L'ALBICELESTE SUL TETTO DEL MONDO
Dopo sessantaquattro incontri disputati tra le diverse nazionali di calcio, più o meno blasonate, finalmente, il circo mondiale si è concluso.
L’Argentina ne è uscita vincitrice solo ai rigori calciati magistralmente
dai “prescelti”, primo tra tutti Lionel Messi, ormai osannato dagli argentini, da tutta la stampa e dall'intero globo come il fenomeno dai piedi d’oro.
Sebbene si tratti di una grande potenza calcistica (e questo
è indubbio!) l'Albiceleste non ha incontrato le preferenze della sottoscritta in
questo mondiale quaterino, poiché il mio “tifo da stadio”, in assenza dell'Italia, era
orientato in tutt’altra direzione (la Croazia). Ma tant’è.
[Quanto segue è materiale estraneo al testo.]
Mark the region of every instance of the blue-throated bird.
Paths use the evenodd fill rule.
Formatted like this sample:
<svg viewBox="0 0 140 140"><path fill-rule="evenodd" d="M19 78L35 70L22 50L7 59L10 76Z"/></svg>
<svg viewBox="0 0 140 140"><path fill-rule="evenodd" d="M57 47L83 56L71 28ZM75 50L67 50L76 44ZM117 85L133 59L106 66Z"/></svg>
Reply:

Da sportiva reputo necessario congratularmi con i vincitori:
un plauso deve essere rivolto anzitutto a Lionel Messi, indiscusso protagonista
di questa competizione al cardiopalma. Un giovane uomo che ha fatto della sua
più grande passione il proprio lavoro (ed anche la propria fortuna). Un
professionista senza dubbio ma, a mio modesto avviso, non un fenomeno al pari di Pelè o Maradona. Certi Dei rimangono inarrivabili. Lasciateli nell’Olimpo, vi prego!
Altro applauso corale va all’allenatore Lionel Scaloni, coraggioso
e spregiudicato, che ha saputo dare ad una nazionale da anni disgregata e disorganizzata, quell’impronta di sentimentalismo
positivo di cui necessitava e che l’ha portata meritatamente sul
tetto del mondo. Come dire: tantissimo cuore, altissimi risultati. Ieri le sue lacrime di gioia hanno suscitato dentro me un profondo senso di rispetto, ma anche di tenerezza. Rispetto per un allenatore al quale la stampa non aveva concesso sconti e nessuno aveva scommesso un solo centesimo sul suo operato. Tenerezza perché, alla fine, certi sentimenti non solo non hanno genere, ma devono necessariamente palesarsi in qualche maniera.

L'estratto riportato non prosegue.